Sydney Lee at the RA & Aberystwyth

                                                                                

I know that I have not always been kind to Sydney Lee, but the forthcoming exhibtion of fifty prints at the Royal Academy in London is nevertheless a must for your diary. Lee played a pivotal role in the early days of modern British printmaking. He was one of the first practitioners of colour woodcut, then took over Frank Morley Fletcher's class at the Central School, which morphed into Noel Rooke's famous and highly influential wood-engraving class.


The show runs from 27th February to 26th May, 2013, and will be held in the Tennant Gallery and Council Room, and coincides with the publication of Robert Meyrick's catalogue of Lee's prints.
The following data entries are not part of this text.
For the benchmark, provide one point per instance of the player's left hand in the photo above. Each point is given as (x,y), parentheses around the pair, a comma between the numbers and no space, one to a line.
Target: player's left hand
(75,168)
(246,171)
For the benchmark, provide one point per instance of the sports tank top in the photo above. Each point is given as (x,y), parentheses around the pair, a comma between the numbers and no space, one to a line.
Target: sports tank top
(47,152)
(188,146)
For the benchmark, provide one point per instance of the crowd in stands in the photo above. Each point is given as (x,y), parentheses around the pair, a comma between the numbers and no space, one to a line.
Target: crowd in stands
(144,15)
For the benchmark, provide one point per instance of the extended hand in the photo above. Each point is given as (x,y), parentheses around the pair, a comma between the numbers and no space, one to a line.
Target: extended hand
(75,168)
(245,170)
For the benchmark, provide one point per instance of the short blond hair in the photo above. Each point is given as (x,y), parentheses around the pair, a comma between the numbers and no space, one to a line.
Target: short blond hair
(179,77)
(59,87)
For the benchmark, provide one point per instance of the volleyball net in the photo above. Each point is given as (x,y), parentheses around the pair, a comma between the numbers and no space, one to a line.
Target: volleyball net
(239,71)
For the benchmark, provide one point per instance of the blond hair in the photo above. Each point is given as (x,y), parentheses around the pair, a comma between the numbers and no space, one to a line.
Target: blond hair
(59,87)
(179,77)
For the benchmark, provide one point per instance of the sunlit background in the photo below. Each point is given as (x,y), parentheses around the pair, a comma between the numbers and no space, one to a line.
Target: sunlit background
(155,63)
Robert, who is professor and head of the school of art at Aberystwyth University, has also curated the show. (Some years ago Robert published a very enjoyable and must-have book, 'Edgar Hollway and friends' about the artist's personal collection). The exhibition then opens at Aberystwyth on 17th June and runs untill 6th September.

                                                                                 
Of the three British print exhibtions I have posted on over the past year, this will certainly be the most thorough. I know that Robert has been buying Lee's colour woodcuts far and wide and this will be a one-and-only chance for you to see these rare and unusual prints at first hand.
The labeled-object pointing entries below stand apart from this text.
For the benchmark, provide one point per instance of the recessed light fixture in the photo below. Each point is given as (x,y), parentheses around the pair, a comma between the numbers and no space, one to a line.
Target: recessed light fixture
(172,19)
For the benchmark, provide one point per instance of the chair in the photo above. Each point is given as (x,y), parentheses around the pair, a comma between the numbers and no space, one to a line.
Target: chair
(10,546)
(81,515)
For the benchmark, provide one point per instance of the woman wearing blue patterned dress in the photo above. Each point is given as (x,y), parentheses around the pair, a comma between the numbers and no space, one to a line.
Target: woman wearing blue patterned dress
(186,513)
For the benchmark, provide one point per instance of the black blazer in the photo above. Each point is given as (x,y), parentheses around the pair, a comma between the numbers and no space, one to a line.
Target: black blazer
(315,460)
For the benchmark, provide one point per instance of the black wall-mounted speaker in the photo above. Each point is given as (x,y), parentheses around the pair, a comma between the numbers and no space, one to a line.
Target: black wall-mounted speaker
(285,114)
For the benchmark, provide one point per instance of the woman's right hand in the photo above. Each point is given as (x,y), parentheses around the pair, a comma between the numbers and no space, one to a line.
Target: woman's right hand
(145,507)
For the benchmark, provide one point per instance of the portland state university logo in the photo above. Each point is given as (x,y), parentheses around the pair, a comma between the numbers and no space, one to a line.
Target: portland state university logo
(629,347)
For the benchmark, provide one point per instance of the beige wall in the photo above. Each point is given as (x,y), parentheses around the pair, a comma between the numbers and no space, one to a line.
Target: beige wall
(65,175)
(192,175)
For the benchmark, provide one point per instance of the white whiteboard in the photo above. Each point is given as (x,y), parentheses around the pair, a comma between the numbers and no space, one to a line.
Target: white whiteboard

                                                                                   
You can see some of Lee's large, painterly wood-engravings propped up behind him in the photograph, including one showing the Kissing Bridge at Walberswick to the right, eventually made famous for readers of Modern Printmakers by SG Boxsius with his glorious At Walberswick. But you only have to look at Lee's 'Sloop Inn' and this view of St Ives, above, to see what Boxsius learned from Lee.

 Easy to get to, not to be missed. You will find his colour woodcuts in December, 2011.

                                                                                     

1 comment:

  1. I don't think I would go so far as the call Lee a giant but this show will give people the opportunity to see what he could do and make their own minds up instead of reading what we have to say. It will also be a chance to see a rare exhibition about the prints of a period that we all enjoy.

    A review will follow once it opens.